Problems

Age
Difficulty
Found: 10

Find the largest and smallest values of the functions

a) \(f_1 (x) = a \cos x + b \sin x\); b) \(f_2 (x) = a \cos^2x + b \cos x \sin x + c \sin^2x\).

Prove the inequality: \[\frac{(b_1 + \dots b_n)^{b_1 + \dots b_n}}{(a_1 + \dots a_n)^{b_1 + \dots + b_n}}\leq \left(\frac{b_1}{a_1}\right)^{b_1}\dots \left( \frac{b_n}{a_n}\right)^{b_n}\] where all variables are considered positive.

Prove that the polynomial \(P (x)\) is divisible by its derivative if and only if \(P (x)\) has the form \(P(x) = a_n(x - x_0)^n\).

A polynomial of degree \(n > 1\) has \(n\) distinct roots \(x_1, x_2, \dots , x_n\). Its derivative has the roots \(y_1, y_2, \dots , y_{n-1}\). Prove the inequality \[\frac{x_1^2 + \dots + x_n^2}{n}> \frac{y_1^2 + \dots + y_n^2}{n}.\]
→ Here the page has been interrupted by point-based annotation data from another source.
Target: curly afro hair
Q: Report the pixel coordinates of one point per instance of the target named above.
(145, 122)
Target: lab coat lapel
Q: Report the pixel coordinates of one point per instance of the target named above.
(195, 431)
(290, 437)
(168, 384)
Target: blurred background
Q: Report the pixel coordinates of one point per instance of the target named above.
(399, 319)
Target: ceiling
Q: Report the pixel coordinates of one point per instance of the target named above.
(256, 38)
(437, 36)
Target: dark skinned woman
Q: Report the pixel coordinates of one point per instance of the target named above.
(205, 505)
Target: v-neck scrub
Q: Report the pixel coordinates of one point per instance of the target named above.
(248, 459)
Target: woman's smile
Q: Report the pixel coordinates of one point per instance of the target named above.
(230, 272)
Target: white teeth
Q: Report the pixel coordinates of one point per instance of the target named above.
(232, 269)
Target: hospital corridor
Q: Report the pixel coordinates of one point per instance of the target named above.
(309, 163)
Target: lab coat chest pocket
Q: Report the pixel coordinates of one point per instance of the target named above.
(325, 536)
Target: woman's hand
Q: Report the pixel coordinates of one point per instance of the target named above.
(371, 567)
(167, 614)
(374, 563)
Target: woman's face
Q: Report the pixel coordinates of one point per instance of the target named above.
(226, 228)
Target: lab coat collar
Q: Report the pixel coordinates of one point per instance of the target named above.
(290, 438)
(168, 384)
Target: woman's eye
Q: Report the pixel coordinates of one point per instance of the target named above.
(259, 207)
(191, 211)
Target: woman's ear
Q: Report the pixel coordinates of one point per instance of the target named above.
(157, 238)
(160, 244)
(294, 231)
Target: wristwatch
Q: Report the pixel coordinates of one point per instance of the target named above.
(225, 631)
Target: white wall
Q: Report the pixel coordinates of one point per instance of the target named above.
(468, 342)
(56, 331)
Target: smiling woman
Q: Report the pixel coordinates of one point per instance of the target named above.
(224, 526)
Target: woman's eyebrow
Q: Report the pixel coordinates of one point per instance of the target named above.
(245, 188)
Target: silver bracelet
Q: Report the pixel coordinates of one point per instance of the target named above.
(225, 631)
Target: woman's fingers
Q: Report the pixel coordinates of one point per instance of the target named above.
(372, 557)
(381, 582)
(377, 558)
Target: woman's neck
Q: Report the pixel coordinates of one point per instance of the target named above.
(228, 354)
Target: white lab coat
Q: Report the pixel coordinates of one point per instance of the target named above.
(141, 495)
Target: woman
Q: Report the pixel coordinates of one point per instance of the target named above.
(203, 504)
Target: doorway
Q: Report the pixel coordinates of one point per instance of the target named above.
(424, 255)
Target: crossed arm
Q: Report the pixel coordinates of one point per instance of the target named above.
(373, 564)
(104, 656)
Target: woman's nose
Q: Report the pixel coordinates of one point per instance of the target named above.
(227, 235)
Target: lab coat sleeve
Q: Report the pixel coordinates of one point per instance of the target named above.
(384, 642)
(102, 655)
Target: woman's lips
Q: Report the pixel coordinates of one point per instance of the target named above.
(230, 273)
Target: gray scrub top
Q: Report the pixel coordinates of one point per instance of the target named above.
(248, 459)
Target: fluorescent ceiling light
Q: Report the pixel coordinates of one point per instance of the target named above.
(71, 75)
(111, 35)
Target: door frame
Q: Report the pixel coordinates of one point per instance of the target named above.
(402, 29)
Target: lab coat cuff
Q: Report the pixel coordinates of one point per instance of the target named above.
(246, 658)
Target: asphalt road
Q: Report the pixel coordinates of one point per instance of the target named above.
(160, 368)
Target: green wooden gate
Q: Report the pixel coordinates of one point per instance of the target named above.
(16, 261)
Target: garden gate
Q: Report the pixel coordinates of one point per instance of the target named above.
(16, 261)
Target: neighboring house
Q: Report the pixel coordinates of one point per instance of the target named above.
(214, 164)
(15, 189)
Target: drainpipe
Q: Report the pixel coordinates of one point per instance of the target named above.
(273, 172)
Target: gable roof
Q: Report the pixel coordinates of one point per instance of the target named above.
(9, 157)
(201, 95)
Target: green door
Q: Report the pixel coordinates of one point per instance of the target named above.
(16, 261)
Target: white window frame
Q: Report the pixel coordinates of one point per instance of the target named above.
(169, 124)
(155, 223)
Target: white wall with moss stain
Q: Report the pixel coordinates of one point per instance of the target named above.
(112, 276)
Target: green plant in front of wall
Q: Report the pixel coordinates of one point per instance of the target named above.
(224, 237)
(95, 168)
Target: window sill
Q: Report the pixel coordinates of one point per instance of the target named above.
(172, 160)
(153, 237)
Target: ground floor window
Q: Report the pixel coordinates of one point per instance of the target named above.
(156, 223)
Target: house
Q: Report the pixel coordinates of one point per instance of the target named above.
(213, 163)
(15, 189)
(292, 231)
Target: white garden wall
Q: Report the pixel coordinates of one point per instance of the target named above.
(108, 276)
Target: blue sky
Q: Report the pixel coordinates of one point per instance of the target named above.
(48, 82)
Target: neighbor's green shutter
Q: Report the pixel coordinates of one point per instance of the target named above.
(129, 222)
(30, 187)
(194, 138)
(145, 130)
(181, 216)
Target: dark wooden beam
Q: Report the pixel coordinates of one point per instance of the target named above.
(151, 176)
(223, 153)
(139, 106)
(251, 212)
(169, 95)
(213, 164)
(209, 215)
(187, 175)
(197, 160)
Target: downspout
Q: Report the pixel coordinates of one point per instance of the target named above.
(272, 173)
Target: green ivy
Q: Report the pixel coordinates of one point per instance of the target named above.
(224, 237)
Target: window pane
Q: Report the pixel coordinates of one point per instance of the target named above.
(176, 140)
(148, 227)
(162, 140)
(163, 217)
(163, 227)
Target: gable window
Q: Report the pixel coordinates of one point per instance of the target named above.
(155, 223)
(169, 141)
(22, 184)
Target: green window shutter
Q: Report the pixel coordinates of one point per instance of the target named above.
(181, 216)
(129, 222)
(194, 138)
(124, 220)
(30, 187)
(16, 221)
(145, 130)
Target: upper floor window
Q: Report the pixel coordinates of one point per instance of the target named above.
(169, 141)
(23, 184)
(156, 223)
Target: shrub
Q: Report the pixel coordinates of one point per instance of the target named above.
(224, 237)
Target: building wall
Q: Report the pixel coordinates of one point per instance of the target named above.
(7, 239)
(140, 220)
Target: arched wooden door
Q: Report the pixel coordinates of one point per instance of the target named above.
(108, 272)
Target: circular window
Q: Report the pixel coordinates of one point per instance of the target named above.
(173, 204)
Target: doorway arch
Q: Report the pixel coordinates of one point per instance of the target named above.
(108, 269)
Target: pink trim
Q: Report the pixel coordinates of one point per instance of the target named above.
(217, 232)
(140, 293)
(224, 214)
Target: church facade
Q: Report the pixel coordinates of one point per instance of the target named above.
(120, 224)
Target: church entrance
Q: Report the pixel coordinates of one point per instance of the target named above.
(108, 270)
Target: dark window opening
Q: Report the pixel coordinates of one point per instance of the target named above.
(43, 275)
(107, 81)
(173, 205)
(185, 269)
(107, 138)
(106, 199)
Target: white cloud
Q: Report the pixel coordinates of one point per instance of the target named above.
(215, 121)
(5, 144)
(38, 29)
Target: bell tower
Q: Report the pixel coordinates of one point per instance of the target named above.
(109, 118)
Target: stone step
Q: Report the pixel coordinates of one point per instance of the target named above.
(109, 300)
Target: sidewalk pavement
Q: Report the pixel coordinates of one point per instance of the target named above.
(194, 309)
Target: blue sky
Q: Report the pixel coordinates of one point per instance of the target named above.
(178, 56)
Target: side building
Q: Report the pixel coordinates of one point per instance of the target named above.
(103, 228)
Hercules meets the three-headed snake Hydra of Lerna. Every minute, Hercules chops off one head of the snake. Let \(x\) be the survivability of the snake (\(x > 0\)). The probability \(p_s\) of the fact that in the place of the severed head will grow s new heads \((s = 0, 1, 2)\) is equal to \(\frac{x^s}{1 + x + x^2}\).

During the first 10 minutes of the battle, Hercules recorded how many heads grew in place of each chopped off one. The following vector was obtained: \(K = (1, 2, 2, 1, 0, 2, 1, 0, 1, 2)\). Find the value of the survivability of the snake, under which the probability of the vector \(K\) is greatest.

George drew an empty table of size \(50 \times 50\) and wrote on top of each column and to the left of each row, a number. It turned out that all 100 written numbers are different, and 50 of them are rational, and the remaining 50 are irrational. Then, in each cell of the table, he wrote down the sum of the numbers written at the start of the corresponding row and column (“addition table”). What is the largest number of sums in this table that could be rational numbers?

The number \(n\) has the property that when it is divided by \(q^2\) the remainder is smaller than \(q^2 / 2\), whatever the value of \(q\). List all numbers that have this property.

Find the minimum for all \(\alpha\), \(\beta\) of the maximum of the function \(y (x) = | \cos x + \alpha \cos 2x + \beta \cos 3x |\).